Nyheter Idag
- Front page of 5 September 2021.
- Type: Daily newspaper
- Format: Tabloid Online newspaper
- Owner(s): Publicism NITEK AB (Chang Frick)
- Founder: Chang Frick
- Editor-in-chief: Chang Frick
- Editor: Pelle Zackrisson
- Founded: 2014; 12 years ago
- Language: Swedish
- Country: Sweden
- Website: nyheteridag.se

= Nyheter Idag =

Swedish-language online newspaper

Nyheter Idag (News Today) is a Swedish-language online newspaper. The magazine was founded in February 2014 by Chang Frick and Jakob Bergman, and they say their news reports focus on "politics, gossip, social media and foreign news". The publication describes itself as based on libertarian principles, and the employees have a background in different organizations. Expo grouped Nyheter Idag with "right-wing populist and far-right alternative media", but also stated that it was the news site most difficult to fit into that mold. It has been labelled a racist site by some pundits.

== Trip to Russia ==

In October 2017, Nyheter Idag published an article titled "The Swedish diplomat". In the article, the journalist and founder of Nyheter Idag, Chang Frick wrote about his and Sweden Democrats MP Pavel Gamov's travel to Russia. Gamov was going to inspect the Moscow regional election 2017, despite being advised not to.

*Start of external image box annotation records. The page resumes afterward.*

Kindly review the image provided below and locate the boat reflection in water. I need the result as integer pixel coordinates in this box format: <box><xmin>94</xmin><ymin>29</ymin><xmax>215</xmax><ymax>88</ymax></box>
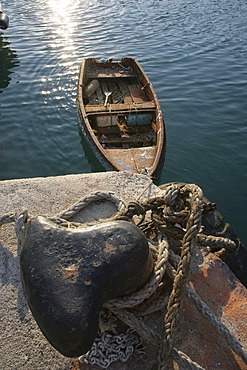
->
<box><xmin>0</xmin><ymin>2</ymin><xmax>9</xmax><ymax>30</ymax></box>
<box><xmin>0</xmin><ymin>34</ymin><xmax>20</xmax><ymax>93</ymax></box>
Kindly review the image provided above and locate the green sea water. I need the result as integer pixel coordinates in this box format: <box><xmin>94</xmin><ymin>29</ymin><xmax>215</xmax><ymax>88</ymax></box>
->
<box><xmin>0</xmin><ymin>0</ymin><xmax>247</xmax><ymax>245</ymax></box>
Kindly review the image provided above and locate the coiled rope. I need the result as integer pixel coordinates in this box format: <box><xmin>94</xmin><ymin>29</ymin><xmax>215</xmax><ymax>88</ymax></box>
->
<box><xmin>0</xmin><ymin>188</ymin><xmax>247</xmax><ymax>370</ymax></box>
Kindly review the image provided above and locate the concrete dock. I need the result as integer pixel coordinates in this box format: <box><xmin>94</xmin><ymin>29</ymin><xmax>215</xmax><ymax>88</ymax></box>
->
<box><xmin>0</xmin><ymin>172</ymin><xmax>247</xmax><ymax>370</ymax></box>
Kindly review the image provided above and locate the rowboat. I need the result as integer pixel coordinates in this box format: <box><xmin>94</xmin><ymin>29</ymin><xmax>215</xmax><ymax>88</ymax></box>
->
<box><xmin>77</xmin><ymin>57</ymin><xmax>165</xmax><ymax>176</ymax></box>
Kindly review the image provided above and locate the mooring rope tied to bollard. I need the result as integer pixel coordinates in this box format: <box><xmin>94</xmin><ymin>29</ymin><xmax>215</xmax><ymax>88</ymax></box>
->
<box><xmin>0</xmin><ymin>183</ymin><xmax>247</xmax><ymax>370</ymax></box>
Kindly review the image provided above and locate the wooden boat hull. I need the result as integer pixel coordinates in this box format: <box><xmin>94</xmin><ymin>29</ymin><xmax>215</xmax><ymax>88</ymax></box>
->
<box><xmin>77</xmin><ymin>57</ymin><xmax>165</xmax><ymax>176</ymax></box>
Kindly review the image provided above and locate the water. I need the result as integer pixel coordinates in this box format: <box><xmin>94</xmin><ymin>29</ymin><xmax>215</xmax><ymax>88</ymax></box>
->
<box><xmin>0</xmin><ymin>0</ymin><xmax>247</xmax><ymax>245</ymax></box>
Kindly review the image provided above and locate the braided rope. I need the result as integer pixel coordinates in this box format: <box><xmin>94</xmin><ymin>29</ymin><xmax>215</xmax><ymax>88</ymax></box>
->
<box><xmin>198</xmin><ymin>234</ymin><xmax>236</xmax><ymax>252</ymax></box>
<box><xmin>104</xmin><ymin>239</ymin><xmax>169</xmax><ymax>310</ymax></box>
<box><xmin>0</xmin><ymin>184</ymin><xmax>244</xmax><ymax>370</ymax></box>
<box><xmin>158</xmin><ymin>185</ymin><xmax>203</xmax><ymax>369</ymax></box>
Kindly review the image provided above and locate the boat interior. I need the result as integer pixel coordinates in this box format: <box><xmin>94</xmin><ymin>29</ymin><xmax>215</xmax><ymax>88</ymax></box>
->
<box><xmin>83</xmin><ymin>61</ymin><xmax>157</xmax><ymax>149</ymax></box>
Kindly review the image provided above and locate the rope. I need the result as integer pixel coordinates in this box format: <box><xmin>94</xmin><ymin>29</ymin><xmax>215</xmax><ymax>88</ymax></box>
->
<box><xmin>0</xmin><ymin>183</ymin><xmax>244</xmax><ymax>370</ymax></box>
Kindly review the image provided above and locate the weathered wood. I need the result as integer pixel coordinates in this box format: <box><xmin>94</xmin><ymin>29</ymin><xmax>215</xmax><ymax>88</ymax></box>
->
<box><xmin>85</xmin><ymin>101</ymin><xmax>156</xmax><ymax>114</ymax></box>
<box><xmin>77</xmin><ymin>57</ymin><xmax>166</xmax><ymax>176</ymax></box>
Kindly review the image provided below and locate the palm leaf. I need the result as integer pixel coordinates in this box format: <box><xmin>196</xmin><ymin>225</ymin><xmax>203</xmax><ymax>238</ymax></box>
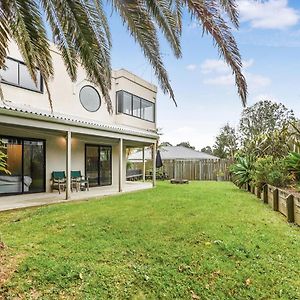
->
<box><xmin>184</xmin><ymin>0</ymin><xmax>247</xmax><ymax>106</ymax></box>
<box><xmin>113</xmin><ymin>0</ymin><xmax>176</xmax><ymax>104</ymax></box>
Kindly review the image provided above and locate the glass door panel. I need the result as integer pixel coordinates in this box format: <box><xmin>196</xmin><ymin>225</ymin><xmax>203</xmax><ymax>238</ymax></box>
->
<box><xmin>100</xmin><ymin>146</ymin><xmax>111</xmax><ymax>185</ymax></box>
<box><xmin>23</xmin><ymin>141</ymin><xmax>45</xmax><ymax>192</ymax></box>
<box><xmin>85</xmin><ymin>146</ymin><xmax>99</xmax><ymax>186</ymax></box>
<box><xmin>0</xmin><ymin>138</ymin><xmax>23</xmax><ymax>194</ymax></box>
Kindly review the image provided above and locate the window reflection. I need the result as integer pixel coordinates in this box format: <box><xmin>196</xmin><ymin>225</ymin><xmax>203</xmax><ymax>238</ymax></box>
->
<box><xmin>0</xmin><ymin>137</ymin><xmax>45</xmax><ymax>194</ymax></box>
<box><xmin>0</xmin><ymin>58</ymin><xmax>43</xmax><ymax>92</ymax></box>
<box><xmin>117</xmin><ymin>91</ymin><xmax>155</xmax><ymax>122</ymax></box>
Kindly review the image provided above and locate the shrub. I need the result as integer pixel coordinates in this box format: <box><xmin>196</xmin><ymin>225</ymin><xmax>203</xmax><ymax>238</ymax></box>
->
<box><xmin>252</xmin><ymin>156</ymin><xmax>274</xmax><ymax>188</ymax></box>
<box><xmin>286</xmin><ymin>152</ymin><xmax>300</xmax><ymax>179</ymax></box>
<box><xmin>252</xmin><ymin>156</ymin><xmax>292</xmax><ymax>187</ymax></box>
<box><xmin>230</xmin><ymin>156</ymin><xmax>254</xmax><ymax>187</ymax></box>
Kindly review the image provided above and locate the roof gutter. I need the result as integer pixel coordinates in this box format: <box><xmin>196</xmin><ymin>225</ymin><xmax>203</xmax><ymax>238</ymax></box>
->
<box><xmin>0</xmin><ymin>107</ymin><xmax>158</xmax><ymax>139</ymax></box>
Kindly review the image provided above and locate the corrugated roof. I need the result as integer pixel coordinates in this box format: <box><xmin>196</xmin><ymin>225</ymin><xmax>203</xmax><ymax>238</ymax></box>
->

Frick accused Gamov of acting irresponsibly by getting wasted, calling sex workers to his hotel room and demanding that the host country pay for his bar check. The subsequent media attention led the leadership of the Sweden Democrats party to force Pavel's resignation.

== Connections with Sweden Democrats ==
The site is Sweden Democrats friendly. When the Expressen newspaper was investigating the connections between the Sweden Democrats and online xenophobia they found that Nyheter Idag is one of the most important media channels for the Sweden Democrats. Internal mail conversations showed that the Sweden Democrats paid Nyheter Idag to publish negative news about the old leadership of Sweden Democratic Youth. In a private e-mail to Martin Kinnunen – then press secretary of the Sweden Democrats, Chang Frick wrote that the site was "positive" to the party and they would not try to harm it.
The domain name for the site was originally registered by Kent Ekeroth, Member of Parliament for the Sweden Democrats. In an agreement signed between a photographer and Ekeroth, the photographer would deliver images during the 2014 election year to both Avpixlat and Nyheter Idag.

==Spread and trust==
According to Reuters Institute for the Study of Journalism's Digital News Report 2018, the trustworthiness of Nyheter Idag was rated 5.01 out of 10 by the 27% of news readers who were aware of the site.